The hacker collective, which calls itself the D33Ds Company, claims it hacked into the online giant's (NASDAQ: YHOO) database by using a rather pedestrian SQL injection attack -- the kind of hack so boringly easy it's a joke among hackers and geeks due to its utter simplicity.
The company, however, said fewer than 5 percent of the Yahoo accounts posted had valid passwords.

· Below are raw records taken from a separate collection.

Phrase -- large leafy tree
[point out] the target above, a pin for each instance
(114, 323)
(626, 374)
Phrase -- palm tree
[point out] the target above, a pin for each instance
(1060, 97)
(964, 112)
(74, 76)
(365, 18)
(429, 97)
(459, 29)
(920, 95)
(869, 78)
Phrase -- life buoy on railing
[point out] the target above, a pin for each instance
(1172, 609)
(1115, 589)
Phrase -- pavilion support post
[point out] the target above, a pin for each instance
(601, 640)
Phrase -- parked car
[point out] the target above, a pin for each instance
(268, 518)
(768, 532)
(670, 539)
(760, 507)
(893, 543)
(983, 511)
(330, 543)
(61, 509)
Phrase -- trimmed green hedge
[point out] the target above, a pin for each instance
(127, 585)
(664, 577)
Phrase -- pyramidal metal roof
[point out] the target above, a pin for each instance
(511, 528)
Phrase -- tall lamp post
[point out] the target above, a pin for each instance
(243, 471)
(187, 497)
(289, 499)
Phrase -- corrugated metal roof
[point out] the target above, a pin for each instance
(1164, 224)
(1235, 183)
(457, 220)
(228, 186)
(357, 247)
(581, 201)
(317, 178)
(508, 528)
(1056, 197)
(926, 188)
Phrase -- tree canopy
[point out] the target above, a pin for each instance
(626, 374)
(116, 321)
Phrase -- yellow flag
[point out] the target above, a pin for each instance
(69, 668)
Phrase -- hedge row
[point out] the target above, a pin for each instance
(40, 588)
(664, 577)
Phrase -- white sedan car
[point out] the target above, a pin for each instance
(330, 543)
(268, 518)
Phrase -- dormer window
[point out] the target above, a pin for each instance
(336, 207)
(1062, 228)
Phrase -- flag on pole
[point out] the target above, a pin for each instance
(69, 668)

We are fixing the vulnerability that led to the disclosure of this data, changing the passwords of the affected Yahoo users and notifying the companies whose users' accounts may have been compromised, the company said in an emailed statement, according to the Wall Street Journal.
The unencrypted user names and passwords were pulled from a database that stored them in plain text and without the added security of a hashing technique -- an otherwise common practice for any company that handles sensitive user information.
The subdomain and vulnerable parameters have not been posted to avoid further damage, the hackers said in a release that accompanied the list, according to Computerworld.
The list of emails stretches just beyond just the Yahoo.com domain and includes login information for more than 106,000 Gmail accounts and 55,000 Hotmail accounts, among others.
The list of usernames and passwords has since been taken down, but the full list of 453,492 email addresses have been posted in a searchable database here. You can also download a full list of usernames and passwords here.
Aside from exposing Yahoo's flawed security apparatus, the hackers exposed an all too common fact: too many users have dumb, simple passwords. The most common was 123456, followed by password, according to an analysis by CNET.